En el corazón de la Ciudad de México, lo público se convierte en una escenografía para el Estado. Este espacio urbano se usa como plataforma de propaganda o contención. De espectáculo político.
De protestas y violencias sin parangón, y sin consecuencias para quien actúa con bestialidad contra esos monumentos.
Incluso quienes resguardan este espacio reconocen la paradoja: se les ordenó mirar sin intervenir cuando una turba destruyó puertas, robó comercios y joyerías, y lastimó gravemente a varios agentes de policía el pasado 2 de octubre. Así me lo manifestaron varios elementos con los que hablé.
Caminar por ese centro amurallado produce una sensación ambigua: de belleza sitiada y de cuerpo restringido.
Walter Benjamin escribió que “toda época sueña la siguiente, pero sueña en ruinas”. El Centro Histórico vive ese sueño inverso: el nuestro es un sueño blindado, una ruina protegida contra su propio pueblo.
Detrás de cada reja hay un discurso: el de la seguridad, el orden, la prevención. Pero el verdadero efecto es otro: el de la domesticación del espacio público.
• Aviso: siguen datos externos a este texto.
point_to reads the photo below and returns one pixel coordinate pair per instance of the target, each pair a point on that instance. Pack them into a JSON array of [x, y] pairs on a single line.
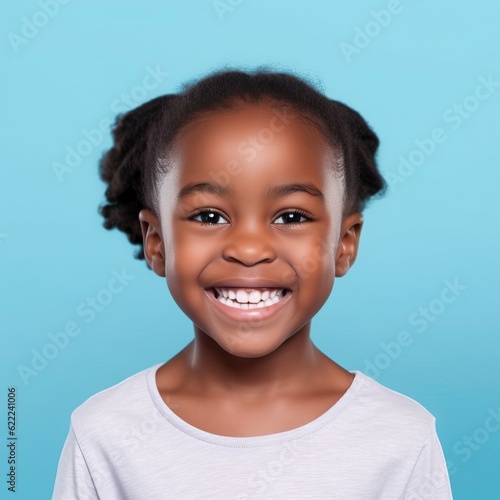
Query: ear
[[347, 250], [154, 249]]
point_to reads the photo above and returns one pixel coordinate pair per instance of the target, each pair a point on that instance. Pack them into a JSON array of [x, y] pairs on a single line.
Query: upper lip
[[249, 283]]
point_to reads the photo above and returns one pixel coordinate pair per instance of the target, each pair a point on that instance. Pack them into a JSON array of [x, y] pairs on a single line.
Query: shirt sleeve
[[73, 479], [429, 478]]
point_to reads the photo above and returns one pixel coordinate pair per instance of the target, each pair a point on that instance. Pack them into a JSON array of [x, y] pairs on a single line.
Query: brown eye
[[208, 217], [293, 217]]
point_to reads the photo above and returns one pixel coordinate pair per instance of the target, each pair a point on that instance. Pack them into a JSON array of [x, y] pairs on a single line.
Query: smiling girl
[[246, 192]]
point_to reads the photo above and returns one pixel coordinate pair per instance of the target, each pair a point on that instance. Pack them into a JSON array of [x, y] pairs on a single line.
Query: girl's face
[[251, 204]]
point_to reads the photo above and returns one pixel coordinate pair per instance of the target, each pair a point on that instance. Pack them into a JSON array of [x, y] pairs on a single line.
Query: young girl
[[246, 191]]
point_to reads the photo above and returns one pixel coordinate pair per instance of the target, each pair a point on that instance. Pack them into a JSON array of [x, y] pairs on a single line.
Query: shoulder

Nos acostumbramos a caminar entre muros, a obedecer sin preguntar, a aceptar que el arte y la historia se contemplen desde el otro lado del cerco.
El centro, que alguna vez fue el corazón del encuentro, se ha vuelto un museo del control.
Apreciamos la memoria viva que el arte y la historia nos regalan, incluso cuando se nos presentan desde el otro lado del cerco.